Please note that the following document, although believed to be correct at the time of issue, may not represent the current position of the CRA. Prenez note que ce document, bien qu'exact au moment émis, peut ne pas représenter la position actuelle de l'ARC.
Principal Issues: Whether the advantage tax rules apply where investment management fees incurred by an RRSP, RRIF or TFSA are paid outside of the plan by the annuitant or holder.
Reasons: Investment management fees represent a liability of the registered plan trust, and thus would be expected to be paid by the trustee using funds from within the plan. If paid outside of the plan, the resulting indirect increase in value of the plan assets would likely constitute an advantage under subparagraph (b)(i) of the definition of “advantage” in subsection 207.01(1) of the Act. It is not commercially reasonable for an arm’s length party to gratuitously pay the expenses of another party. There is a strong inference that a motivating factor underlying the transaction is to maximize the savings in the plan so as to benefit from the tax exemption afforded to the plan.
Author: Wurtele, Dave
Section: 207.01(1) "advantage"
2016 CTF Annual Conference
Question 5: Investment management fees for RRSPs, RRIFs and TFSAs
Investment management fees relate to services of an investment manager for providing custody of securities, maintenance of accounting records, collection and remittance of income, and buying and selling securities on behalf of the owner.
In the case of an RRSP, RRIF or TFSA, investment management fees represent a liability of the registered plan trust, and thus would be expected to be paid by the trustee using funds from within the plan. However, the CRA has a long-standing administrative policy accepting that the payment of these expenses outside of the registered plan by the plan annuitant or holder (referred to as the “controlling individual”) will not be considered to be a contribution or gift to the plan for purposes of the over-contribution rules.
Has the CRA considered whether the advantage tax rules in Part XI.01 of the Income Tax Act (the “Act”), which have been in force since 2009 for TFSAs and 2011 for RRSPs and RRIFs, apply in this situation?
In the course of preparing an Income Tax Folio on the advantage tax rules, the CRA has reviewed the application of these rules to various fees and fee rebates in respect of registered plans. The full results of this review will be published in the Folio, which is expected in early 2017.
Of relevance to this specific question is subparagraph (b)(i) of the definition of “advantage” in subsection 207.01(1) of the Act. This provision applies where there has been an increase in the total fair market value of the property held in connection with a registered plan that can reasonably be considered to be attributable, directly or indirectly, to a transaction or event (or series) if two conditions are met:
* the transaction or event would not have occurred in a normal commercial or investment context in which parties deal with each other at arm's length and act prudently, willingly and knowledgeably; and
* one of the main purposes of the transaction or event is to benefit from the plan’s tax-exempt status.

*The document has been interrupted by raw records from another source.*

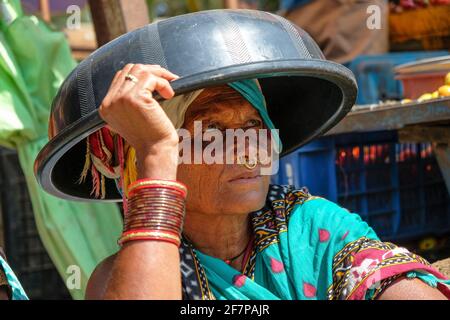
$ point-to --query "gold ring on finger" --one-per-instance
(131, 78)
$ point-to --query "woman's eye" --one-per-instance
(212, 126)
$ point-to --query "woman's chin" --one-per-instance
(246, 199)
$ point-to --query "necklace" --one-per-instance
(230, 260)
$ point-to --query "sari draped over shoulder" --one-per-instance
(16, 290)
(305, 248)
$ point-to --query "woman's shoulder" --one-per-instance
(300, 205)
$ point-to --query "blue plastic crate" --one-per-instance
(396, 187)
(375, 74)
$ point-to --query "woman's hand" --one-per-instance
(130, 110)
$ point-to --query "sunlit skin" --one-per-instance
(217, 209)
(219, 203)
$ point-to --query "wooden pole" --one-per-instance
(113, 18)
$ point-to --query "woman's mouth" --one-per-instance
(245, 178)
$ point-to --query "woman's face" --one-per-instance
(223, 188)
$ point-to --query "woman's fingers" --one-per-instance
(150, 83)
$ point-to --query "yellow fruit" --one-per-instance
(447, 79)
(435, 95)
(405, 101)
(444, 91)
(425, 96)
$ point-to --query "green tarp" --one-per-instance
(34, 60)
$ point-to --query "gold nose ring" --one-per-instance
(249, 164)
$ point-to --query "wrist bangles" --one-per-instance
(155, 211)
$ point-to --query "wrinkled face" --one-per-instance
(223, 188)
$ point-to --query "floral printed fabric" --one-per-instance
(309, 248)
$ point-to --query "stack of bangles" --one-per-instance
(156, 211)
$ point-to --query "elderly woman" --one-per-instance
(221, 231)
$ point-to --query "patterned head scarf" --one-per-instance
(109, 156)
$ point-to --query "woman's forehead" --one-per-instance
(218, 102)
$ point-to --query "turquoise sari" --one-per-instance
(17, 292)
(305, 248)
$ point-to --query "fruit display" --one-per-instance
(401, 5)
(442, 91)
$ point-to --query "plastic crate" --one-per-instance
(396, 187)
(375, 74)
(23, 247)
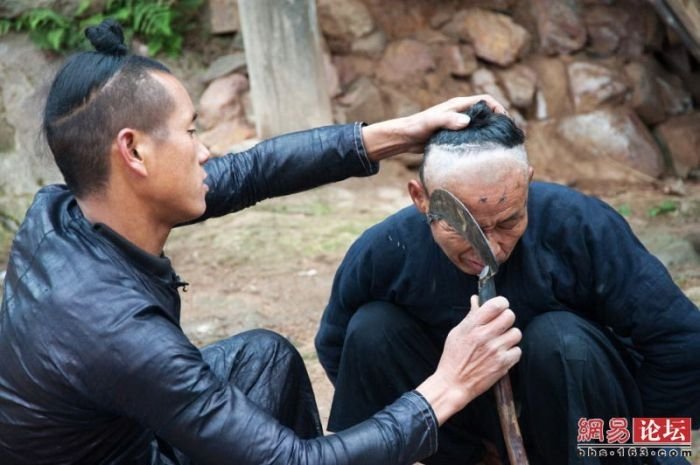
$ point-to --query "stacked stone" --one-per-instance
(603, 88)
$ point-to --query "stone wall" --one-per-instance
(602, 87)
(24, 162)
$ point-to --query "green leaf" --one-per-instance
(667, 206)
(154, 46)
(5, 25)
(82, 7)
(55, 38)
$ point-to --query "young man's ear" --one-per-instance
(418, 195)
(127, 149)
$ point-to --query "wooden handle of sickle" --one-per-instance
(509, 422)
(504, 398)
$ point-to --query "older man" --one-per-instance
(94, 367)
(607, 333)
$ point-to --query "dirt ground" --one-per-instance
(272, 265)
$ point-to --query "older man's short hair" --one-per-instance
(487, 131)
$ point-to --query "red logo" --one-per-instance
(661, 431)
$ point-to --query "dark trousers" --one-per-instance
(271, 373)
(570, 369)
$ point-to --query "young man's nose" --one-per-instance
(203, 153)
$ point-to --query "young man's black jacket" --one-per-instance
(94, 364)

It is the CRA’s view that an increase in value of the property of a registered plan has indirectly resulted from the plan’s investment management fees being paid by a party outside of the plan. This increase in value of the property of the registered plan would likely constitute an advantage by virtue of this provision. Our reasons are twofold:
* it is not commercially reasonable for an arm’s length party to gratuitously pay the expenses of another party; and
* there is a strong inference that a motivating factor underlying the transaction is to maximize the savings in the plan so as to benefit from the tax exemption afforded to the plan.
As a result, the plan’s controlling individual could be subject to advantage tax of 100% of the amount of fees paid.
To avoid the adverse tax consequences from the application of the advantage tax rules, any existing arrangements in which investment management fees are charged directly to the plan’s controlling individual will have to be changed so that the fees are charged to the registered plan. Should there be insufficient cash in the registered plan to pay the expense immediately and this gives rise to an overdraft, there wouldn’t be any adverse tax consequences.
The CRA is working with the investment industry in identifying the different types of fee structures and the application of the advantage rules to these structures. We appreciate that this review and the application of the advantage rules to these structures will require a period of transition so that the investment industry can review how registered plan fees are processed. To give the investment industry time to make any system changes that may be required, the CRA will defer applying this position until January 1, 2018.
Investment management fees that are reasonably attributable to periods ending before 2018 may be paid by either the registered plan or the controlling individual with no adverse tax consequences. Where the controlling individual pays the fees, paragraph 18(1)(u) of the Act will apply to deny the individual a deduction in computing income for the payment (as with any registered plan fees).